Legislação determina o fim dos fumódromos e do consumo em ambientes fechados. Locais de culto religioso, ambientes abertos e tabacarias ficam liberados
por Lúcia Nórcio publicado , última modificação 19/08/2009 11h50
Legislação determina o fim dos fumódromos e do consumo em ambientes fechados. Locais de culto religioso, ambientes abertos e tabacarias ficam liberados

Vestido de Caveira e com um cigarro na boca, o ator Jucelino Antunes chamou atenção para o fórum em frente à Câmara de Curitiba (Foto: Irene Roiko/Divulgação)

Curitiba - O prefeito de Curitiba, Beto Richa, sanciona nesta quarta-feira (19) a Lei Antifumo, aprovada em segundo turno por unanimidade na Câmara de Vereadores há duas semanas. De autoria do vereador Tico Kuzma (PSB), a lei determina o fim dos fumódromos e do consumo de cigarros em ambientes fechados. Libera o fumo somente em locais de cultos religiosos – em que faça parte do ritual –, em ruas, praças, espaços ao ar livre, residências e tabacarias.

De acordo com o vereador, ficará proibido na capital paranaense o consumo de cigarros, cigarrilhas, charutos, cachimbos, ou qualquer outro produto fumígeno, derivado ou não de tabaco, em todos os recintos de uso coletivo, como instituições de ensino e saúde, hotéis, pensões, restaurantes, lanchonetes, bares e cafés, casas de música e de espetáculos, boates, danceterias, museus, teatros, cinemas, bibliotecas, salas de exposição, mercados, supermercados.

Vale também para os demais espaços fechados que trabalham com venda de alimentos, ginásios esportivos, clubes e academias, ambientes de trabalho, shoppings e áreas comuns de edifícios e condomínios (residenciais e comerciais), elevadores e postos de gasolina.

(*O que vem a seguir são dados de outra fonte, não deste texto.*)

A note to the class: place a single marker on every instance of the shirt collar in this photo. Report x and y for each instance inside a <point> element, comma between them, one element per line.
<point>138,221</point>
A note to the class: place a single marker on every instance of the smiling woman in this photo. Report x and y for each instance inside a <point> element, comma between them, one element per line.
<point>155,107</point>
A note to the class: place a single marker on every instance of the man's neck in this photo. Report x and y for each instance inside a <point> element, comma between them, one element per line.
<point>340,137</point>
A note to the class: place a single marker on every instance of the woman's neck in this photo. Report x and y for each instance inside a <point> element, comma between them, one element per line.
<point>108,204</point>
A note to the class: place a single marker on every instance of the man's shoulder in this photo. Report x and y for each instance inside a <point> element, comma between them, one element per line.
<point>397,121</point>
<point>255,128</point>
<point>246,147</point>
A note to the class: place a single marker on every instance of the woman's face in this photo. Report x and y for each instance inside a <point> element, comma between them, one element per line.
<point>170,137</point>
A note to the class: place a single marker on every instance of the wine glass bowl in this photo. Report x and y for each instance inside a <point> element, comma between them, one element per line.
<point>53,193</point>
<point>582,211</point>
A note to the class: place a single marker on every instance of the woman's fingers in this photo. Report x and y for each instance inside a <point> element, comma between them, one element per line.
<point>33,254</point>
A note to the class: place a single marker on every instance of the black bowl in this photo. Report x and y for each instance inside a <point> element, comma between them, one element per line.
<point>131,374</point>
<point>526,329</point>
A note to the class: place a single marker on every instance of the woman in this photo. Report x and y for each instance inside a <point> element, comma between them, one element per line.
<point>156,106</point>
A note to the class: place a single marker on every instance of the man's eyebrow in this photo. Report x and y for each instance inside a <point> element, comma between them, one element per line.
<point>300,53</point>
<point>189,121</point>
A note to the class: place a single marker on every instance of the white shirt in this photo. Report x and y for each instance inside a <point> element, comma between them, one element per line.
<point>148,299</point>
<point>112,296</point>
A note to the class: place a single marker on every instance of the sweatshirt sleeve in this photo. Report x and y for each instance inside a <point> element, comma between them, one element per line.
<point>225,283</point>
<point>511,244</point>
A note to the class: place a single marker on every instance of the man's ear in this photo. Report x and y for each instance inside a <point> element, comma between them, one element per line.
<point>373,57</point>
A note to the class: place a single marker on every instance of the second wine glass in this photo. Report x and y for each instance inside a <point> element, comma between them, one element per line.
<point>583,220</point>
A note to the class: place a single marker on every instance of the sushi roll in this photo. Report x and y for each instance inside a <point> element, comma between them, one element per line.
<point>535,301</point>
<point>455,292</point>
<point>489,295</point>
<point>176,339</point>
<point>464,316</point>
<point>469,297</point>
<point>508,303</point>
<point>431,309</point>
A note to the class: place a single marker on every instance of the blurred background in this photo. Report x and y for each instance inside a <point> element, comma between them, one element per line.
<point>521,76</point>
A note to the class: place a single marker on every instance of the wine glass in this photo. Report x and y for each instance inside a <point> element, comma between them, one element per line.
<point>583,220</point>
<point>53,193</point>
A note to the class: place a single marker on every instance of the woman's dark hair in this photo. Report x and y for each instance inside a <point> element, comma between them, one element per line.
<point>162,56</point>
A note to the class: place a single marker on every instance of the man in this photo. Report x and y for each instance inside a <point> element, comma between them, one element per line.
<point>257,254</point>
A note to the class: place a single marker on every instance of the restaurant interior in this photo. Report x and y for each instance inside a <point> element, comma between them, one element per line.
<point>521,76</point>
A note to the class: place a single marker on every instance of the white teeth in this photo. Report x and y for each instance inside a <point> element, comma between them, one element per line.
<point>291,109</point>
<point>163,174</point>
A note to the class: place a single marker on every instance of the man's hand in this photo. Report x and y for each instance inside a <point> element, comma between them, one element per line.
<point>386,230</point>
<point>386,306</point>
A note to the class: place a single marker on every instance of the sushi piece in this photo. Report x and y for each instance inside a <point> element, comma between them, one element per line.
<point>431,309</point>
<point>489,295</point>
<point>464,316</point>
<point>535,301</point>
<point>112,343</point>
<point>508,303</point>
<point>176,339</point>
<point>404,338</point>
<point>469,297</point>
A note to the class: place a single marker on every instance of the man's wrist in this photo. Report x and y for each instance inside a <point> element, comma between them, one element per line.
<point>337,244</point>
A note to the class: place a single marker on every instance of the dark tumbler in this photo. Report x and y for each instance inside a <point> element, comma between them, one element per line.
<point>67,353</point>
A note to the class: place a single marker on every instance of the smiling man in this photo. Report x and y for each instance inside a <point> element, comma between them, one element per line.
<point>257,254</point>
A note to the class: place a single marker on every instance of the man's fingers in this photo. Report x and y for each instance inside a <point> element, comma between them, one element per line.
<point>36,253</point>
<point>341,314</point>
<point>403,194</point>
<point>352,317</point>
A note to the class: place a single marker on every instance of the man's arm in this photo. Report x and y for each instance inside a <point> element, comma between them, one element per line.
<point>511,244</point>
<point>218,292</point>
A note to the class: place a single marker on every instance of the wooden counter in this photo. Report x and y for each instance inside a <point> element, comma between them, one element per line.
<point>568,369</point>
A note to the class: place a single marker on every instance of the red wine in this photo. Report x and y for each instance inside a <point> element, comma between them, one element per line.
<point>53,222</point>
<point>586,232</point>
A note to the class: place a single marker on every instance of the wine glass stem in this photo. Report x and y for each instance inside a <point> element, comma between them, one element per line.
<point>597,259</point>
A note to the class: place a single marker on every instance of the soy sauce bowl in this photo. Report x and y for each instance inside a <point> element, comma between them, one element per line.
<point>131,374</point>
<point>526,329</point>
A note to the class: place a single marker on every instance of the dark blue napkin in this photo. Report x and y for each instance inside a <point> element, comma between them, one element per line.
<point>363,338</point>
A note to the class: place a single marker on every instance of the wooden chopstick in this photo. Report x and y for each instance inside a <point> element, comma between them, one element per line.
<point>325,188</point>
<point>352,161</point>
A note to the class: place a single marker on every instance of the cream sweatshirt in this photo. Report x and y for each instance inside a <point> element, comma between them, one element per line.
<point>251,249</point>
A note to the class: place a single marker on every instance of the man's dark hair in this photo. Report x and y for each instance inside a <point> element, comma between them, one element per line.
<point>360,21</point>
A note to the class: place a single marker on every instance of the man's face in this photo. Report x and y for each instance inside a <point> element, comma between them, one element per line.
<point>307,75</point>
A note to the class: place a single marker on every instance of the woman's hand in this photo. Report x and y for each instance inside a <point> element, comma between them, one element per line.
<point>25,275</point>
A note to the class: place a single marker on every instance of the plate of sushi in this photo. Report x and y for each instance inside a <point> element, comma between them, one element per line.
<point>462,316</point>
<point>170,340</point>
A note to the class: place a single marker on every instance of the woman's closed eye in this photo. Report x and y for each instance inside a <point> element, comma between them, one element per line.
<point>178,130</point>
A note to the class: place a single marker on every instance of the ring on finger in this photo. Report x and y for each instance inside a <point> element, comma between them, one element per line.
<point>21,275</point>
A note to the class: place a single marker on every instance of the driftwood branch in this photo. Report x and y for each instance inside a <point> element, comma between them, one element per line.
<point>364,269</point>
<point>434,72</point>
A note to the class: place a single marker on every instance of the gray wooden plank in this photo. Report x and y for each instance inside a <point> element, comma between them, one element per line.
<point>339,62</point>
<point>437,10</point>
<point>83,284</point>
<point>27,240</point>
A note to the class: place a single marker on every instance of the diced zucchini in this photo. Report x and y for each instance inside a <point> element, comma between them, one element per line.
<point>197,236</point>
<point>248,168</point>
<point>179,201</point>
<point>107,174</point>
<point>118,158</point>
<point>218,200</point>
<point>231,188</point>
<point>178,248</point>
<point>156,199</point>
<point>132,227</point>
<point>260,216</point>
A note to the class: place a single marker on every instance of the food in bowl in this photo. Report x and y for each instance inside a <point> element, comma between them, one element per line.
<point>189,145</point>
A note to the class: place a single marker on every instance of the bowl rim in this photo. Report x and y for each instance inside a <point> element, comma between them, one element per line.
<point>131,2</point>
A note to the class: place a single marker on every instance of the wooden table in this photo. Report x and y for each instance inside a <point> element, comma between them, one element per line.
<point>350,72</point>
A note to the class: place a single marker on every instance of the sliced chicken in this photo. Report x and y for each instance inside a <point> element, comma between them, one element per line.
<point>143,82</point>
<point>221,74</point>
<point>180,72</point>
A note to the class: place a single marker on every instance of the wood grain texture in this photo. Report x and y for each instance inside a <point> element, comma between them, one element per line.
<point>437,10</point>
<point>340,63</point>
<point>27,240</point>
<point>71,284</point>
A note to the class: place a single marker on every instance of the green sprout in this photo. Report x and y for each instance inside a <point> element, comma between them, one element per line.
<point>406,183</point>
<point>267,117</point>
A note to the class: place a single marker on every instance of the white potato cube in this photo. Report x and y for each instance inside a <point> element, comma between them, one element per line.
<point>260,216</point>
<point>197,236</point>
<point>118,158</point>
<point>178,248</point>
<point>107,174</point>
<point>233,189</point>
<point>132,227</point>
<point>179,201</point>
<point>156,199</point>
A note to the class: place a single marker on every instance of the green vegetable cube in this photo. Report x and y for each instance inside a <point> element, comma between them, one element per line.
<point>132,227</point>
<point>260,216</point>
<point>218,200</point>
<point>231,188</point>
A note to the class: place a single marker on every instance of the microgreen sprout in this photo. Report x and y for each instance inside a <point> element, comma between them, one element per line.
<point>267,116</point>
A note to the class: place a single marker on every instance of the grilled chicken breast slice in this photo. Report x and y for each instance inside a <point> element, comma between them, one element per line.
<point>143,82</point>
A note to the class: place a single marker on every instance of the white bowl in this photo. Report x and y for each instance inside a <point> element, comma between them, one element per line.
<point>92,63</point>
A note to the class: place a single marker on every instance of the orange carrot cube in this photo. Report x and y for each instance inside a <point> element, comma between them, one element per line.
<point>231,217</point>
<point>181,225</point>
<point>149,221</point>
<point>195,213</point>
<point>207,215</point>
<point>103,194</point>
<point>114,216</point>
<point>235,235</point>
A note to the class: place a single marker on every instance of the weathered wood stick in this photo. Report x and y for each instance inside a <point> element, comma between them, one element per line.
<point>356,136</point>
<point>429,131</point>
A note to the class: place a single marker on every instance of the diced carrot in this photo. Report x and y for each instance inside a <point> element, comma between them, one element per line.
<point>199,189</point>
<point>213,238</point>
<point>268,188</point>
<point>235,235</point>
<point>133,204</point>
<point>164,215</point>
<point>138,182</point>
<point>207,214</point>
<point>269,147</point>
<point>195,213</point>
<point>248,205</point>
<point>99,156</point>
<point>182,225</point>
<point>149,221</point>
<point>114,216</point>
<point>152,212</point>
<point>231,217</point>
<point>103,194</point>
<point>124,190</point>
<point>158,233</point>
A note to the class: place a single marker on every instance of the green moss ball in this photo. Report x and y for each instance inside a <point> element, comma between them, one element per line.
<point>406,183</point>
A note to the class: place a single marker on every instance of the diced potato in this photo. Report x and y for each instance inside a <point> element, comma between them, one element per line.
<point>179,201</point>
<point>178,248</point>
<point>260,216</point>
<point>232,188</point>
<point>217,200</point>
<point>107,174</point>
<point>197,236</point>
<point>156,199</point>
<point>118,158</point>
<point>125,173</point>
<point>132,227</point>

“Os donos dos estabelecimentos deverão advertir os possíveis infratores sobre a nova lei. Se os clientes não seguirem as regras e persistirem na conduta proibida, deverão ser convidados a se retirar do local”, explica o vereador.

De acordo com a lei, os responsáveis pelo espaço ficarão sujeitos à multa de R$ 1 mil, dobrada a cada reincidência, caso desrespeite as regras.